SUMMARY: This project aims to construct a predictive model using a TensorFlow convolutional neural network (CNN) and document the end-to-end steps using a template. The Belgium Traffic Sign dataset is a multi-class classification situation where we attempt to predict one of several (more than two) possible outcomes.
INTRODUCTION: This dataset contains over 7,200 images of 62 varieties of traffic signs used in Belgium. The researcher performed experiments on the dataset to create a CNN-based classification system.

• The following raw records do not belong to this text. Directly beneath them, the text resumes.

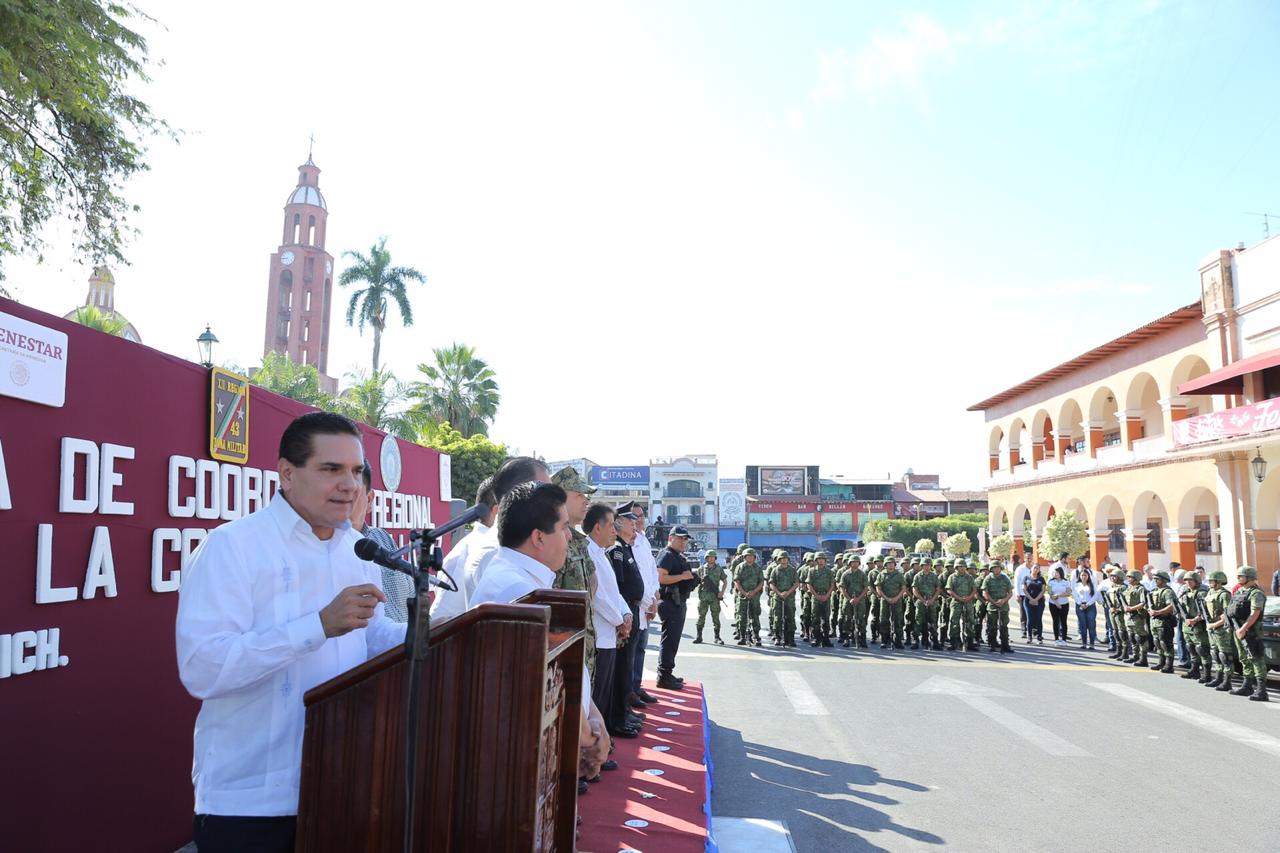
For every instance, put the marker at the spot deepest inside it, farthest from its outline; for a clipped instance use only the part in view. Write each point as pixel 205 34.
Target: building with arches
pixel 1161 439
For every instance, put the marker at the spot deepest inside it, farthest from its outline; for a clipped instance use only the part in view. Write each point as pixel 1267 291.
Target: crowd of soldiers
pixel 928 602
pixel 1212 619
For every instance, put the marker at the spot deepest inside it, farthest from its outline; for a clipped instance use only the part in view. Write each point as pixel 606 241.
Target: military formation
pixel 932 603
pixel 1223 630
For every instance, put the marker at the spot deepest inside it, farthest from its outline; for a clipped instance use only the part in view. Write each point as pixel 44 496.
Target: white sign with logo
pixel 32 361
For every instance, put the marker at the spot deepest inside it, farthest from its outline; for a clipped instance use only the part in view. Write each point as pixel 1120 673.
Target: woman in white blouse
pixel 1059 603
pixel 1087 596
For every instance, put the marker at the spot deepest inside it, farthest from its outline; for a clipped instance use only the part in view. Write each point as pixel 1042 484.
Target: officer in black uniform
pixel 631 587
pixel 675 582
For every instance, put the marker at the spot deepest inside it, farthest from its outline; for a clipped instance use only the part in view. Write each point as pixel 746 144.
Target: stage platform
pixel 658 799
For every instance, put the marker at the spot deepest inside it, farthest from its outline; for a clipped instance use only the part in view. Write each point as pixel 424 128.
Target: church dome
pixel 307 196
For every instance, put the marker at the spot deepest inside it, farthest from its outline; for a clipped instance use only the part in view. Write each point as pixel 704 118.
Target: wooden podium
pixel 498 740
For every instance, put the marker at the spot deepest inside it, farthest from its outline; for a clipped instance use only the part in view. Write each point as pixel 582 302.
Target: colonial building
pixel 300 284
pixel 1162 439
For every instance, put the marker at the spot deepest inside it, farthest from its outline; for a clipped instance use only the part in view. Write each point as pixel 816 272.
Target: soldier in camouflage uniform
pixel 1162 616
pixel 997 588
pixel 579 571
pixel 749 585
pixel 804 603
pixel 1247 607
pixel 1136 617
pixel 961 589
pixel 1119 624
pixel 1193 629
pixel 1217 601
pixel 926 592
pixel 711 592
pixel 785 583
pixel 891 589
pixel 822 584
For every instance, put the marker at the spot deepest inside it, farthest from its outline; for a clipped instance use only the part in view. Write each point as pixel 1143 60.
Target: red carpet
pixel 672 803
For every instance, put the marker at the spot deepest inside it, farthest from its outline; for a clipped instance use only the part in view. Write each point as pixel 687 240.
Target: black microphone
pixel 370 551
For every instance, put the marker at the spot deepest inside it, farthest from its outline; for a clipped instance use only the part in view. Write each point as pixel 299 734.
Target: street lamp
pixel 206 342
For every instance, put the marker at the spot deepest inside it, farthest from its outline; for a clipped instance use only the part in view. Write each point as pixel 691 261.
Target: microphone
pixel 370 551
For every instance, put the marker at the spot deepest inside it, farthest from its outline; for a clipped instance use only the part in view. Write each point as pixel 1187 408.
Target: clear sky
pixel 780 232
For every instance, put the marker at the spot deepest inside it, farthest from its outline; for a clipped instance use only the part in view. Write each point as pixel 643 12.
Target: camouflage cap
pixel 570 480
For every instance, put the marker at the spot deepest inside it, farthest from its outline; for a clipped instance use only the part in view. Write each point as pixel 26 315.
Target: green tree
pixel 1064 532
pixel 471 459
pixel 69 133
pixel 458 389
pixel 105 322
pixel 384 284
pixel 958 544
pixel 283 375
pixel 376 400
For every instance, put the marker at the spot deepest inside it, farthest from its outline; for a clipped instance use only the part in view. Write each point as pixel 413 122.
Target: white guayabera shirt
pixel 250 644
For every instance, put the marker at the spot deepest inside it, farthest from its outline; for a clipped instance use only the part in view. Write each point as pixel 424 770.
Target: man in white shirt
pixel 273 605
pixel 648 564
pixel 471 566
pixel 1020 576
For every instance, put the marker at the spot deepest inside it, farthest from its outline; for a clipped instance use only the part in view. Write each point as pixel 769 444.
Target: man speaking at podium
pixel 273 605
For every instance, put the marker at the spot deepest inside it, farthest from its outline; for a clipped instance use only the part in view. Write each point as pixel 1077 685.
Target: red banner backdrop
pixel 106 497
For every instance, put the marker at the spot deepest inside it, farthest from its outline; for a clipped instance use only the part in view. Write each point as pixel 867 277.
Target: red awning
pixel 1230 379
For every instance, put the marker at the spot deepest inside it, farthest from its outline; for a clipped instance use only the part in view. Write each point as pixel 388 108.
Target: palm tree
pixel 458 389
pixel 384 283
pixel 105 322
pixel 378 400
pixel 283 375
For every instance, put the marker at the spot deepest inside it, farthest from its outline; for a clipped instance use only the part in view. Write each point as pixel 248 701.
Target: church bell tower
pixel 300 290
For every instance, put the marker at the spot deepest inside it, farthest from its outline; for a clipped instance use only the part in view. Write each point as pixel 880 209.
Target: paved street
pixel 1045 749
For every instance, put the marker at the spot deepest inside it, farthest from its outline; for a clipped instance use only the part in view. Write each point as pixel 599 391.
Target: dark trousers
pixel 1059 614
pixel 229 834
pixel 672 614
pixel 602 688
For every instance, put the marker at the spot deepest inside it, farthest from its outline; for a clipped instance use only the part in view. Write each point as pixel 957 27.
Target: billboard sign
pixel 627 475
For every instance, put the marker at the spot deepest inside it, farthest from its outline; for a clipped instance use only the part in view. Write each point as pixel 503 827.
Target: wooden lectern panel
pixel 497 744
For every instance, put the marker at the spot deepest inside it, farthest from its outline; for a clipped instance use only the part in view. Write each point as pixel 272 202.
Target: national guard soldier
pixel 1162 616
pixel 749 583
pixel 855 591
pixel 822 584
pixel 1119 624
pixel 1217 601
pixel 1246 617
pixel 1193 629
pixel 926 591
pixel 891 589
pixel 579 571
pixel 805 600
pixel 997 588
pixel 873 602
pixel 711 592
pixel 961 591
pixel 785 584
pixel 1136 616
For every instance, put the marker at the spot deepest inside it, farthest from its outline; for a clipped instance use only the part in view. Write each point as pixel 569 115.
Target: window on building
pixel 684 488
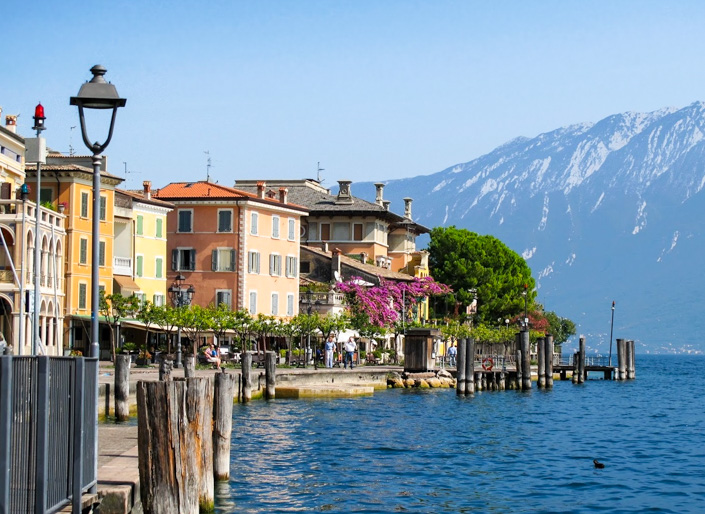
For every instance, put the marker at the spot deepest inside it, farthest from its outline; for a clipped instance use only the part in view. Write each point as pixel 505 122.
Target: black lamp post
pixel 96 94
pixel 181 295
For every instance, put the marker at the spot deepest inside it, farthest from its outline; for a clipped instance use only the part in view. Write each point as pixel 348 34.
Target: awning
pixel 125 284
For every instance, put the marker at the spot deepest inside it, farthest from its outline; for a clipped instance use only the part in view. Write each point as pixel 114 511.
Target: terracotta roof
pixel 210 191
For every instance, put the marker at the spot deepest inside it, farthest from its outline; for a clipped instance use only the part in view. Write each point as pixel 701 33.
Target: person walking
pixel 350 347
pixel 330 348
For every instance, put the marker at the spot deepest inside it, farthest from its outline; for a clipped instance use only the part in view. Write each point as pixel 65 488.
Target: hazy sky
pixel 373 90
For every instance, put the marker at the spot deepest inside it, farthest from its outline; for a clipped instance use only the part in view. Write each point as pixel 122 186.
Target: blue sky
pixel 373 90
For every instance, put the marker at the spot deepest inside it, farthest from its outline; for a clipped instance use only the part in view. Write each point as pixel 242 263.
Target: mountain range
pixel 602 212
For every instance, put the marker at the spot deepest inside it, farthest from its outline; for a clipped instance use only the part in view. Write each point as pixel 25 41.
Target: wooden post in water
pixel 189 366
pixel 122 387
pixel 246 360
pixel 541 353
pixel 165 366
pixel 621 360
pixel 583 373
pixel 175 445
pixel 526 360
pixel 224 392
pixel 548 361
pixel 470 366
pixel 270 371
pixel 460 377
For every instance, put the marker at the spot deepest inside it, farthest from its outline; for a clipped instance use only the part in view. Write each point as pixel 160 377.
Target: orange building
pixel 235 248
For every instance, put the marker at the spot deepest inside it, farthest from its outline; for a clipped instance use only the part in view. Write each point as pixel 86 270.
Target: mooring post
pixel 460 374
pixel 549 361
pixel 270 370
pixel 122 387
pixel 224 391
pixel 470 366
pixel 541 354
pixel 621 360
pixel 246 360
pixel 583 373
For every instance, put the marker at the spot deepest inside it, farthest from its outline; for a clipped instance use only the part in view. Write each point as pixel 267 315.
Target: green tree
pixel 115 307
pixel 483 265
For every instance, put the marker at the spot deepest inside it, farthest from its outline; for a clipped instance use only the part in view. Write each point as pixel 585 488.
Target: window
pixel 253 223
pixel 253 262
pixel 275 304
pixel 183 259
pixel 82 295
pixel 103 208
pixel 275 227
pixel 223 259
pixel 291 266
pixel 253 302
pixel 357 231
pixel 84 204
pixel 223 297
pixel 139 265
pixel 185 216
pixel 83 251
pixel 275 264
pixel 225 220
pixel 290 304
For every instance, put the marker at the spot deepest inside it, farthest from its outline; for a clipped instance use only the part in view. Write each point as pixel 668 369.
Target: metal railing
pixel 48 432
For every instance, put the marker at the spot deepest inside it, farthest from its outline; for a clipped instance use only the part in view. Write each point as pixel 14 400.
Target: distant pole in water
pixel 611 327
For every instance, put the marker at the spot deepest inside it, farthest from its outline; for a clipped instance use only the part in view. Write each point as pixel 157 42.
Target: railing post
pixel 5 431
pixel 42 410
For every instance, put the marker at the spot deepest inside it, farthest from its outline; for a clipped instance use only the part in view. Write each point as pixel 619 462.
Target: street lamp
pixel 180 297
pixel 96 94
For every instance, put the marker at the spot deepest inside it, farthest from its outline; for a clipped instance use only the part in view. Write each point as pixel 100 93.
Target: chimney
pixel 380 187
pixel 407 207
pixel 344 195
pixel 335 264
pixel 11 123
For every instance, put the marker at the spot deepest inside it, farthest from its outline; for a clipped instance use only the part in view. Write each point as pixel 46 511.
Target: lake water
pixel 432 451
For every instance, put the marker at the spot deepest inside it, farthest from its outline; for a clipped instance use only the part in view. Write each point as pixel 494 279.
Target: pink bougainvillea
pixel 384 303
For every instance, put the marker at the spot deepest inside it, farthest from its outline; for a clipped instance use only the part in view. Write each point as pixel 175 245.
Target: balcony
pixel 122 266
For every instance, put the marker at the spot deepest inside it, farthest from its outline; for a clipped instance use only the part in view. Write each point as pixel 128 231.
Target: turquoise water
pixel 431 451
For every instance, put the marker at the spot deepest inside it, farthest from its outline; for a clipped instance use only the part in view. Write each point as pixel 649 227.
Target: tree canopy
pixel 482 265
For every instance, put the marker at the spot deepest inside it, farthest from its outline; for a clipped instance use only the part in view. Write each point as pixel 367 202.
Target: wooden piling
pixel 541 352
pixel 122 387
pixel 246 360
pixel 470 366
pixel 548 361
pixel 460 377
pixel 583 372
pixel 270 370
pixel 526 360
pixel 189 366
pixel 224 391
pixel 621 360
pixel 175 445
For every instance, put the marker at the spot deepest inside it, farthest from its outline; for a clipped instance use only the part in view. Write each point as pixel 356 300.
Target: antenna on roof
pixel 208 165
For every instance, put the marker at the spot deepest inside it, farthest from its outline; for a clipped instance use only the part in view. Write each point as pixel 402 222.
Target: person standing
pixel 329 348
pixel 350 347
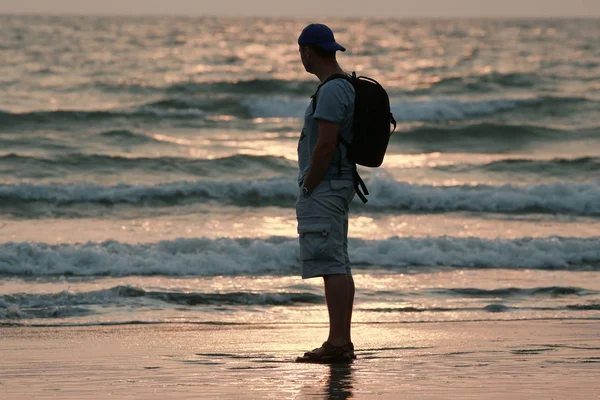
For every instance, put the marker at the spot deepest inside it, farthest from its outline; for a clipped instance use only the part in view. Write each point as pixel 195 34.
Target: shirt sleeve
pixel 332 101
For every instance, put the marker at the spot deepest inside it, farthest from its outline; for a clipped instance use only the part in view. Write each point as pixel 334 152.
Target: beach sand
pixel 461 360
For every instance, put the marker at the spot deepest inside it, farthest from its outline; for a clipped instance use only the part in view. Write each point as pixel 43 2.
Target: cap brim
pixel 331 46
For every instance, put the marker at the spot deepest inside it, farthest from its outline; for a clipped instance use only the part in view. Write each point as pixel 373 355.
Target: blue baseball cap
pixel 320 35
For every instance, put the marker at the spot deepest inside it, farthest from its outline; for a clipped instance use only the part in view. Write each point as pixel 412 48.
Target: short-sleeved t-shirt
pixel 335 103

ANALYSIS: The InceptionV3 model's performance achieved an accuracy score of 98.84% after 10 epochs using the training dataset. When we applied the model to the validation dataset, the model achieved an accuracy score of 93.73%.
CONCLUSION: In this iteration, the TensorFlow InceptionV3 CNN model appeared suitable for modeling this dataset.
Dataset ML Model: Multi-Class classification with numerical features
Dataset Used: Belgium_Traffic_Sign_image_data_62_class_data
Dataset Reference: https://www.kaggle.com/datasets/abhi8923shriv/belgium-ts
One source of potential performance benchmarks: https://www.kaggle.com/datasets/abhi8923shriv/belgium-ts/code
# Retrieve CPU information from the system
ncpu = !nproc
print("The number of available CPUs is:", ncpu[0])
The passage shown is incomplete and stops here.